I’ve never read any formal literary criticism of the novel; I’ve never wanted to because the book speaks so directly to me. Here’s a famous passage, the conclusion of Prince Andrei’s experience of the Battle of Austerlitz.  Andrei has picked up a fallen Russian standard, rallied the retreating soldiers around him and is running, leading an improvised charge against the French line on foot:

            ‘What are they doing?’ thought Prince Andrei as he gazed at them. ‘Why doesn’t the red-haired gunner run away since he is unarmed? Why doesn’t the Frenchman stab him? He won’t get away before the Frenchman remembers his bayonet and stabs him…’
            And in fact another French soldier, trailing his musket, ran up to the struggling men and the fate of the red-haired gunner who had triumphantly secured the mop and still did not realize what awaited him, was about to be decided.  But Prince Andrei did not see how it ended.  It seemed to him as though one of the soldiers near him hit him on the head with the full swing of a bludgeon. It hurt a little, but the worst of it was that the pain distracted him and prevented his seeing what he had been looking at.
            ‘What’s this? Am I falling? My legs are giving way,’ thought he, and fell on his back.  He opened his eyes, hoping to see how the struggle of the Frenchmen with the gunners ended, whether the red-haired gunner had been killed or not, and whether the cannon had been captured or saved. But he saw nothing. Above him there was now nothing but the sky—the lofty sky, not clear yet still immeasurably lofty, with grey clouds gliding slowly across it. ‘How quiet, peaceful, and solemn, not at all as I ran,’ thought Prince Andrei ‘—not as we ran, shouting and fighting, not at all as the gunner and the Frenchman with frightened and angry faces struggled for the mop: how differently do those clouds glide across that lofty infinite sky! How was it I did not see that lofty sky before? And how happy I am to have found it at last! Yes! All is vanity, all falsehood, except that infinite sky. There is nothing, nothing, but that. But even it does not exist, there is nothing but quiet and peace. Thank God!...’

In this single passage, you see the elemental, precision of the Iliad with the genius to make it subjective and so personal.  Then, without warning, the focus, the drama of the soldiers attempting to take the gun emplacement is ironically disrupted by the wound that crumples Andrei onto his back.  We and Andrei see the sky, remote, objective, implicitly beautiful with a single, perfect adjective, “lofty,” and yet we’ve moved more deeply into Andrei’s subjective experience with absolutely credible thoughts that are the heart of so much philosophy with echoes back to Ecclesiastes.  Yet it is still told with the same concrete, direct language.  It is as surprising and breath-stealing as the best turn in a Sherlock Holmes story and absolutely believable.  There are so many surprises: plain observation leading to subjective speculation spiraling into objectivity which is actually a deeper subjectivity of philosophical speculation. 

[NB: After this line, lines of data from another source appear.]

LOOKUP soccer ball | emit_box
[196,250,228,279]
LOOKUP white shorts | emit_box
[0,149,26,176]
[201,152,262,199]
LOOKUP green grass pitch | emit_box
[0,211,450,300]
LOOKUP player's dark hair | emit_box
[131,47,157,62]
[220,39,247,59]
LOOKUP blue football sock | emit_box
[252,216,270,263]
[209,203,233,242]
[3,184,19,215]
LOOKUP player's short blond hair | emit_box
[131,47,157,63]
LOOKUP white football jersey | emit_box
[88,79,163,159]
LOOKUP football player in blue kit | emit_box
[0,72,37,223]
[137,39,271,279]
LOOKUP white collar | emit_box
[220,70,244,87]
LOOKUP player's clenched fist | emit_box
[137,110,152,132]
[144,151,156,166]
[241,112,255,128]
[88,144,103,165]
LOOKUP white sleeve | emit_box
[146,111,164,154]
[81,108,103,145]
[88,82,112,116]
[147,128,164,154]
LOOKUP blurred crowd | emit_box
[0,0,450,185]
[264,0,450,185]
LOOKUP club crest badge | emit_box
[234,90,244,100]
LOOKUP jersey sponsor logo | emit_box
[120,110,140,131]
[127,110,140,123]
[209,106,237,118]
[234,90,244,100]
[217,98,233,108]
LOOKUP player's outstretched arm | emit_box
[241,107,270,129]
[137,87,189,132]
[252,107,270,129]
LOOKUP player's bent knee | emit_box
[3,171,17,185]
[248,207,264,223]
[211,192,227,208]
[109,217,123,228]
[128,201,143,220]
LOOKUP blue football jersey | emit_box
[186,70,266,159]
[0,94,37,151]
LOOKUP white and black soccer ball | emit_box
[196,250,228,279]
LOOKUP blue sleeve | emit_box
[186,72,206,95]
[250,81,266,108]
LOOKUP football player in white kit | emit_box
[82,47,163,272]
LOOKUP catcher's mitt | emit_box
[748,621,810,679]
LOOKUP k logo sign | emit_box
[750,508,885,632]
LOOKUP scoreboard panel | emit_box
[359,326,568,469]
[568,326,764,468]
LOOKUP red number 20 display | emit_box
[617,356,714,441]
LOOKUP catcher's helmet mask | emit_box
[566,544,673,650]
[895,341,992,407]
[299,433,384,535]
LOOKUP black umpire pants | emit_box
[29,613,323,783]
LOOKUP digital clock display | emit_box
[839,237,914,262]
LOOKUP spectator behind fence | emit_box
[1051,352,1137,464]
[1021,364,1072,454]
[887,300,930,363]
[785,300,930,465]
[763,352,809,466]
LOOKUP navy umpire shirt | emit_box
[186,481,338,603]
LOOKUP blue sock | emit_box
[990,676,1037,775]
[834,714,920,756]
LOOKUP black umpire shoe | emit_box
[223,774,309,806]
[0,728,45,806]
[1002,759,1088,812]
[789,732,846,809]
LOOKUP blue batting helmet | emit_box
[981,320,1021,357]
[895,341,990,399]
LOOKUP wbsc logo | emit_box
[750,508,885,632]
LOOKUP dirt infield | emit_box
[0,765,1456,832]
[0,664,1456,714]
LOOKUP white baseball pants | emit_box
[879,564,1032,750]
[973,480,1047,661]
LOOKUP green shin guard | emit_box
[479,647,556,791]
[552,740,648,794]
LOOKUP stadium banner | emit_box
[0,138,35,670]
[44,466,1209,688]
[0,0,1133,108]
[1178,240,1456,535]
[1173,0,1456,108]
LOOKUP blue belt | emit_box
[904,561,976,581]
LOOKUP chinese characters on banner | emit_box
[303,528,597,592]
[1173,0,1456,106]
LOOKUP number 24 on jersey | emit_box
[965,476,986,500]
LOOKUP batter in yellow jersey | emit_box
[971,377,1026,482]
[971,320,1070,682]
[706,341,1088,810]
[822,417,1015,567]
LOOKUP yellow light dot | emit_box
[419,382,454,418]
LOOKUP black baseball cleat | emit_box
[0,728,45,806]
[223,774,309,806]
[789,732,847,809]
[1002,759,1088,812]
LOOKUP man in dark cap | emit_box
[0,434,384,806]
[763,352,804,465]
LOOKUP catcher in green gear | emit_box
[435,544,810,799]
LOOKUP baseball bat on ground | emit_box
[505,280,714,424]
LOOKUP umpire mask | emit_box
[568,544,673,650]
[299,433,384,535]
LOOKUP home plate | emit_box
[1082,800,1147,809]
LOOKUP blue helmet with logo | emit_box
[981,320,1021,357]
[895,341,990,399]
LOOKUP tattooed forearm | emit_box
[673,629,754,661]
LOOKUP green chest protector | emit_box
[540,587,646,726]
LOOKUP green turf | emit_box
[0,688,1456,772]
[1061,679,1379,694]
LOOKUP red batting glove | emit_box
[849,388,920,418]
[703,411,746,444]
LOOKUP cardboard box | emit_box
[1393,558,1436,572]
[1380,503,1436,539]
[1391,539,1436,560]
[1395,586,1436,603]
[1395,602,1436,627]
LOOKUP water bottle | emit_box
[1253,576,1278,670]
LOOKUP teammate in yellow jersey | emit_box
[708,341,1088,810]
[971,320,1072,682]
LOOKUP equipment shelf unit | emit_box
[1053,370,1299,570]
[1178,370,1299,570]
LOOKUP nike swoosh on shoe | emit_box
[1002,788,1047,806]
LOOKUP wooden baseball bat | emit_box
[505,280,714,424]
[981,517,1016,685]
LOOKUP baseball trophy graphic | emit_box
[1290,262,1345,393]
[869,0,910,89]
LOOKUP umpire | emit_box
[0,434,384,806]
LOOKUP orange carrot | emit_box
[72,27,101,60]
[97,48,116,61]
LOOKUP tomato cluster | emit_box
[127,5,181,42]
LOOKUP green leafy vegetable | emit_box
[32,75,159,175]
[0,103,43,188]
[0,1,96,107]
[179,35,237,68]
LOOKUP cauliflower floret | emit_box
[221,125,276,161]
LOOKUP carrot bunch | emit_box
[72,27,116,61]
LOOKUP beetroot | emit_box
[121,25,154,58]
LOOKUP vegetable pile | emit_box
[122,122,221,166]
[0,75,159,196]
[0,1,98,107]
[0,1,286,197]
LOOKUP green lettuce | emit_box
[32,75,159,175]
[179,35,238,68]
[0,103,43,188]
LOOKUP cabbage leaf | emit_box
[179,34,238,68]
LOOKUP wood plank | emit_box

When I think of novelists, short story writers, poets and even historians who have written with terrible, fierce insight about war, Bierce, Remarque, Owen, T. E. Lawrence, Hemingway, Powers, Klay, and so many others, I see Tolstoy in them.

But this is only one passage:  Tolstoy writes with equal insight about family life, society, the equally fierce and complex struggles that women face.  These days, we applaud novelists for their world building, and rightly, too.  But sometimes we fail to recognize the same accomplishments in older works.  Tolstoy was writing fifty years after the events he chronicles.  Russian and French society had changed and were still changing, dramatically.  Yet, he succeeds in making his world detailed and complex as Tolkien’s and as visceral as Hemingway’s.

The new BBC series appears to have little time for philosophy and rumination.  It’s main characters simply don’t appear to think as much as their counterparts in the novel. Even though the production design feels absolutely authentic, I half expect all the young people at a ball to be surreptitiously texting on their mobile phones.

(The illustration is “The Battle of Borodino” by Leonid Pasternak, the original illustrator.)